Staff cuts that have hit the indusry in the last few years require fewer people to do more work to fill the paper and feed the website, reducing the opportunities to produce ground-breaking investigations, riveting photos, sparkling features and exceptional coverage of big, breaking stories.
Although the Washington Post has suffered sales and profit declines like the rest of the industry, the newspaper represents only a fifth of the revenues of a closely-held, family-controlled company that recorded nearly $4.2 billion in sales in 2007. The sales and profits from broadcasting, cable television and the Kaplan testing and education business -- plus, the Graham family's unswerving commitment to sustaining the quality of the paper -- helped insulate the Post’s talented newsroom from the economic calamity buffeting the rest of the industry.

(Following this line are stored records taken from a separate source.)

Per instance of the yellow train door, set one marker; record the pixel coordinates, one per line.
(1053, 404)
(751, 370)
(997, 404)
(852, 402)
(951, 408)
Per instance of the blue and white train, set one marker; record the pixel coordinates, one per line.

The Post has a far more moderate debt load than those burdening such once-formidable Pulitzer contenders as the papers owned by McClatchy and Tribune Co. (the Chicago Tribune's Pulitzer was earned for work completed prior to the sale of the company in December, 2007). Even the New York Times Co. is being forced to do more with less, owing to pressures from restive shareholders and the weak performance of such major divisions as the Boston Globe.
Regardless of how extreme the divide grows between the journalistic “haves” and “have-nots,” it always will be an honor to earn a Pulitzer, even with an asterisk. Sadly, only a shrinking handful of fortunate newspapers have a realistic hope of capturing the prize in the future.
1 Comments:
When's the last time the New York Daily News, or the New York Post ... or any other newspaper that is actually growing circulation won a Pulitzer?
How many Pulitzer's has the LA Times won in the past 10 years, while watching more than 200K subscribers slip away?